When you look back at this, in the three seconds it'll take you to turn to dust, I think you'll find the mistake was touching my stuff.

Buffy ,'Lessons'


Buffistechnology 3: "Press Some Buttons, See What Happens."

Got a question about technology? Ask it here. Discussion of hardware, software, TiVos, multi-region DVDs, Windows, Macs, LINUX, hand-helds, iPods, anything tech related. Better than any helpdesk!


brenda m - Mar 14, 2012 8:42:53 am PDT #19652 of 25501
If you're going through hell/keep on going/don't slow down/keep your fear from showing/you might be gone/'fore the devil even knows you're there

I figured out I was looking on the wrong floor of a parking garage that way once. I was very nearly convinced it had been stolen.


-t - Mar 14, 2012 8:45:38 am PDT #19653 of 25501
I am a woman of various inclinations and only some of the time are they to burn everything down in frustration

Heh, don't have a keychain fob. Looks like Parking Genie just drops a pin onto Google Maps, its only advantage over just doing that directly is that it stores parking locations in one spot. Eh.

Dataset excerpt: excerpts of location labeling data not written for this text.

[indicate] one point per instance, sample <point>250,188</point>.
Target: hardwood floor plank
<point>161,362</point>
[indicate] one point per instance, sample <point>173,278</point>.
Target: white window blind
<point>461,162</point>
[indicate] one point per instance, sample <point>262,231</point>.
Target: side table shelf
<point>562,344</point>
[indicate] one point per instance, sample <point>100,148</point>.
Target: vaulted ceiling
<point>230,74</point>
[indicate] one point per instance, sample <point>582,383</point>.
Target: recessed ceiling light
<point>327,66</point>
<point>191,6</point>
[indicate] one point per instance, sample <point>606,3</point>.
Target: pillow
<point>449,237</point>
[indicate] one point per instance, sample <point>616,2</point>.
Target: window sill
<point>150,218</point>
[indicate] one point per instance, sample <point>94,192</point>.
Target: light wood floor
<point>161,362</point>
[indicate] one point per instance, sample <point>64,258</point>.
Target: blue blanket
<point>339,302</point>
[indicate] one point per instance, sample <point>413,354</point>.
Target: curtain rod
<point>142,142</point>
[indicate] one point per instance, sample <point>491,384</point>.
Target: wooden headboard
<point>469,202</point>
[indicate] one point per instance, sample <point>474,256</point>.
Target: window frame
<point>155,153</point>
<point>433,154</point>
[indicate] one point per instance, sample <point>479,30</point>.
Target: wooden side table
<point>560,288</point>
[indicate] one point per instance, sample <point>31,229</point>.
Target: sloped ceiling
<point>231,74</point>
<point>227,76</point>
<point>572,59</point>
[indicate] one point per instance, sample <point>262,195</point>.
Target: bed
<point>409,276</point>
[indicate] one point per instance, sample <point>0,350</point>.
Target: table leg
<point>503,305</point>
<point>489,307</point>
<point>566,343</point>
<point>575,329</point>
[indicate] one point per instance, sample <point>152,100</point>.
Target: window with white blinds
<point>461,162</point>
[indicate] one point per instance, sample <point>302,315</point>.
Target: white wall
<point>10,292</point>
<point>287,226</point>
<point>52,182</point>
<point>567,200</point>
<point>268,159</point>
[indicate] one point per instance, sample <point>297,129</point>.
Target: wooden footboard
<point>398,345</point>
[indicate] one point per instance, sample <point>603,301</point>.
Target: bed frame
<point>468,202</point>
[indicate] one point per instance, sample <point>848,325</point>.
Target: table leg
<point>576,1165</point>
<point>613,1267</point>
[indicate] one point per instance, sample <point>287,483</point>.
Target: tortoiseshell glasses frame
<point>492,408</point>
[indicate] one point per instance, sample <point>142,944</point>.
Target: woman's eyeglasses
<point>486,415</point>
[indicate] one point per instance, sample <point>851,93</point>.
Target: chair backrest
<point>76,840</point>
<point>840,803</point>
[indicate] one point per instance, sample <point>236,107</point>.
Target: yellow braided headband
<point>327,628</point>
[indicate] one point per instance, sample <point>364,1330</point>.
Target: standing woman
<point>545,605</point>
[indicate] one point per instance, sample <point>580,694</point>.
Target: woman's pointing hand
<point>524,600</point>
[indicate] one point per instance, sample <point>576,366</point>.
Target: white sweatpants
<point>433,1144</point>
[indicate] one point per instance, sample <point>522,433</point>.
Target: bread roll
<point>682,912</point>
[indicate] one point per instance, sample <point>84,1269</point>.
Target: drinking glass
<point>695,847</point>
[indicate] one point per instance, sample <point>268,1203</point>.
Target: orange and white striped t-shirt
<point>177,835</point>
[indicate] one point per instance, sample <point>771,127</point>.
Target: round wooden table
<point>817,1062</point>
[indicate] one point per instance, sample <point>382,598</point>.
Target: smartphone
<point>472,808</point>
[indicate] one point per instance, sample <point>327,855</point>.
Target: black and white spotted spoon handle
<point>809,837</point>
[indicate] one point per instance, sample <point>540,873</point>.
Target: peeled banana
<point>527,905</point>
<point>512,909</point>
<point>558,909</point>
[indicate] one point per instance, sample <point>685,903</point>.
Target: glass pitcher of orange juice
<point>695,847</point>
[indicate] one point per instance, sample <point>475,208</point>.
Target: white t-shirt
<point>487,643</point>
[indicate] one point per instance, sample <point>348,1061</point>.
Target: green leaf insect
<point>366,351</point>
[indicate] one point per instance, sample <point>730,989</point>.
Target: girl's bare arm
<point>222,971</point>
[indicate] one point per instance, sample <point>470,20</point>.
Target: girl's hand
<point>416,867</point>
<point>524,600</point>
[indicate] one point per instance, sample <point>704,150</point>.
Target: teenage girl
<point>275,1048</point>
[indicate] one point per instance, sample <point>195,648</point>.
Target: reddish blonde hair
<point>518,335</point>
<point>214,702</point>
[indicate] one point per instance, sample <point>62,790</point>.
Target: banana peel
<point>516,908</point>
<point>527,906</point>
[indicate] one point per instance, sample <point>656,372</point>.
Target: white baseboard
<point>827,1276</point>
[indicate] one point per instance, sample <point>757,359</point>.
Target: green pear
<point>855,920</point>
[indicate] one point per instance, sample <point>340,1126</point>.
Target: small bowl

And it appears that most of the other apps I thought I had were WebOS.


§ ita § - Mar 14, 2012 9:19:49 am PDT #19654 of 25501
Well not canonically, no, but this is transformative fiction.

How can you tell which floor you're on with GPS?


tommyrot - Mar 14, 2012 9:26:26 am PDT #19655 of 25501
Sir, it's not an offence to let your cat eat your bacon. Okay? And we don't arrest cats, I'm very sorry.

GPS can return altitude info as well, assuming you have GPS reception in a parking garage. But I don't ever recall seeing altitude info displayed in a consumer GPS device, except maybe those for hiking.


§ ita § - Mar 14, 2012 9:35:04 am PDT #19656 of 25501
Well not canonically, no, but this is transformative fiction.

Locale support told me they couldn't tell me which floor I was on, ground vs. 11, so I wondered how it would work in a parking garage.


Liese S. - Mar 14, 2012 9:36:33 am PDT #19657 of 25501
"Faded like the lilac, he thought."

Ha, our phone GPS once freaked out on us. We followed its directions and drove into an abandoned parking lot. It said, good job, well done, you are now on the interstate. We were all, uh... And we were! Just directly underneath the relevant ramp. We just couldn't tell because of the surrounding buildings. So we drove out, and around, completely confusing the GPS, and then were fine. It was pretty funny, though.


omnis_audis - Mar 14, 2012 11:12:58 am PDT #19658 of 25501
omnis, pursue. That's an order from a shy woman who can use M-16. - Shir

Ha, that's why I was so hesitant to get my Mom a GPS. "They get you were you are going, just not the way you would have chosen". I reminded her a million times, GPS doesn't know everything. I made her use it for her routine stuff for 2 weeks first. So she can get used to the cadence, and how it gives directions, and see it's screwey things like pointing you into a parking lot! Oh technology. Just when you think you have solved all problems, you find a bug.


§ ita § - Mar 14, 2012 11:21:30 am PDT #19659 of 25501
Well not canonically, no, but this is transformative fiction.

Just when you think you have solved all problems

Answer: never gonna happen, don't ever exhale on this one, nope.

My father has been labouring under this misconception for decades. He seems to think he's one explanation (from me) away from automating his entire life with...well, now it's a $500 laptop, and not the 8 year old desktop.


omnis_audis - Mar 14, 2012 11:33:06 am PDT #19660 of 25501
omnis, pursue. That's an order from a shy woman who can use M-16. - Shir

no matter how fancy the computer, there will always be PICNIC errors (Problem In Chair, Not In Computer)


tommyrot - Mar 14, 2012 11:40:27 am PDT #19661 of 25501
Sir, it's not an offence to let your cat eat your bacon. Okay? And we don't arrest cats, I'm very sorry.

OK, this has nothing to do with my iPhone.

If you had to scan many thousands of photos (all shapes and sizes) into a computer, how would you do it? Are there any flatbed scanners (or scanner software) that allows you to scan many pictures at once and save each to a separate file? Any self-feeding scanners that can handle many different photo sizes?

Who has the best software for recognizing faces and tagging photos appropriately?

Also, anyone have experience with a service that digitizes 8mm home movies and burns them to DVD or saves them as movie files?